LeMoine de Saint-Gall, Des Faits et gestes de Charlemagne, liv. II.
Le moine de Saint-Gall, auteur de l'ouvrage que nous venons de citer, l'écrivit à la prière de l'empereur Charles le Chauve, en 884, et d'après les souvenirs de divers personnages qui avaient connu Charlemagne et Louis le Débonnaire. Les Faits et gestes de Charlemagne sont un recueil d'anecdotes, de traditions et de légendes, composant une très-précieuse peinture de mœurs.
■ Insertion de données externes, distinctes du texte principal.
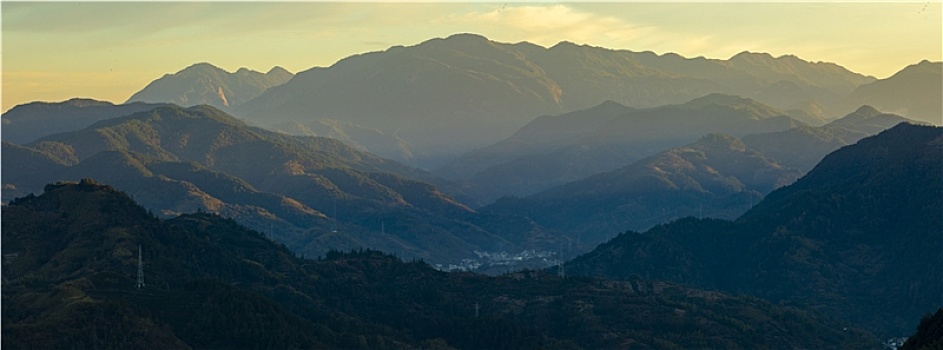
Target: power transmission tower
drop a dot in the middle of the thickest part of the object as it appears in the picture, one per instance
(140, 283)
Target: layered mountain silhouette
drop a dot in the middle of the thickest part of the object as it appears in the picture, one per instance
(915, 92)
(717, 176)
(446, 96)
(553, 150)
(857, 238)
(31, 121)
(311, 193)
(72, 256)
(204, 83)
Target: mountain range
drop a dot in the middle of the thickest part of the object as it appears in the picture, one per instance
(857, 238)
(312, 193)
(204, 83)
(552, 150)
(446, 96)
(85, 267)
(31, 121)
(913, 92)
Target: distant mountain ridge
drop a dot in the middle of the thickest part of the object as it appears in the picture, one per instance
(446, 96)
(71, 257)
(916, 92)
(717, 176)
(553, 150)
(31, 121)
(204, 83)
(857, 238)
(311, 193)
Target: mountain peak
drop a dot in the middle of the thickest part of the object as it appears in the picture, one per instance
(278, 70)
(201, 67)
(467, 36)
(750, 56)
(867, 111)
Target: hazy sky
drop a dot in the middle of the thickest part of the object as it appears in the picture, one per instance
(108, 50)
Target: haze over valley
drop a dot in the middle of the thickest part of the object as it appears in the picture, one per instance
(477, 178)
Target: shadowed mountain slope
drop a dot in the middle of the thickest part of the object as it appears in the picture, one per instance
(311, 193)
(447, 96)
(204, 83)
(858, 238)
(71, 257)
(915, 92)
(29, 122)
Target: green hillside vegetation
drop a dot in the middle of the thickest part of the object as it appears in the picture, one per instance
(447, 96)
(31, 121)
(551, 151)
(71, 259)
(314, 194)
(718, 176)
(844, 239)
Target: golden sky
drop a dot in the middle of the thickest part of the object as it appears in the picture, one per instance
(109, 50)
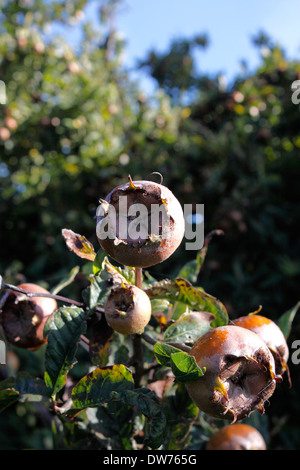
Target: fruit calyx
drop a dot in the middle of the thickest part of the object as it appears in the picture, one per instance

On croit que ce moine s'appelait Notker le Bègue.
BATAILLE DE RONCEVAUX.
778.
Tandis que la guerre contre les Saxons se continuait assidûment et presque sans relâche, le roi, qui avait réparti des troupes sur les points favorables de la frontière, marche contre l'Espagne à la tête de toutes les forces qu'il peut rassembler, franchit les gorges des Pyrénées, reçoit la soumission de toutes les villes et de tous les châteaux devant lesquels il se présente, et ramène son armée sans avoir éprouvé aucune perte, si ce n'est toutefois qu'au sommet des Pyrénées il eut à souffrir un peu de la perfidie des Gascons. Tandis que l'armée des Franks, engagée dans un étroit défilé, était obligée, par la nature du terrain, de marcher sur une ligne longue et resserrée, les Gascons qui s'étaient embusqués sur la crête de la montagne (car l'épaisseur des forêts dont ces lieux sont couverts favorise les embuscades) descendent et se précipitent tout à coup sur la queue des bagages et sur les troupes d'arrière-garde, chargées de couvrir tout ce qui précédait: ils les culbutent au fond de la vallée[321]. Ce fut là que s'engagea un combat opiniâtre, dans lequel tous les Franks périrent jusqu'au dernier. Les Gascons, après avoir pillé les bagages, profitèrent de la nuit, qui était survenue, pour se disperser rapidement. Ils durent en cette rencontre tout leur succès à la légèreté de leurs armes et à la disposition des lieux où se passa l'action; les Franks, au contraire, pesamment armés, et placés dans une situation défavorable, luttèrent avec trop de désavantage. Eggihard, maître d'hôtel du roi, Anselme, comte du palais, et Roland[322], préfet des Marches de Bretagne, périrent dans ce combat[323]. Il n'y eut pas moyen dans le moment de tirer vengeance de cet échec; car, après ce coup de main, l'ennemi se dispersa si bien, qu'on ne put recueillir aucun renseignement sur les lieux où il aurait fallu le chercher.
Eginhard, Vie de Charlemagne, trad. de M. Teulet.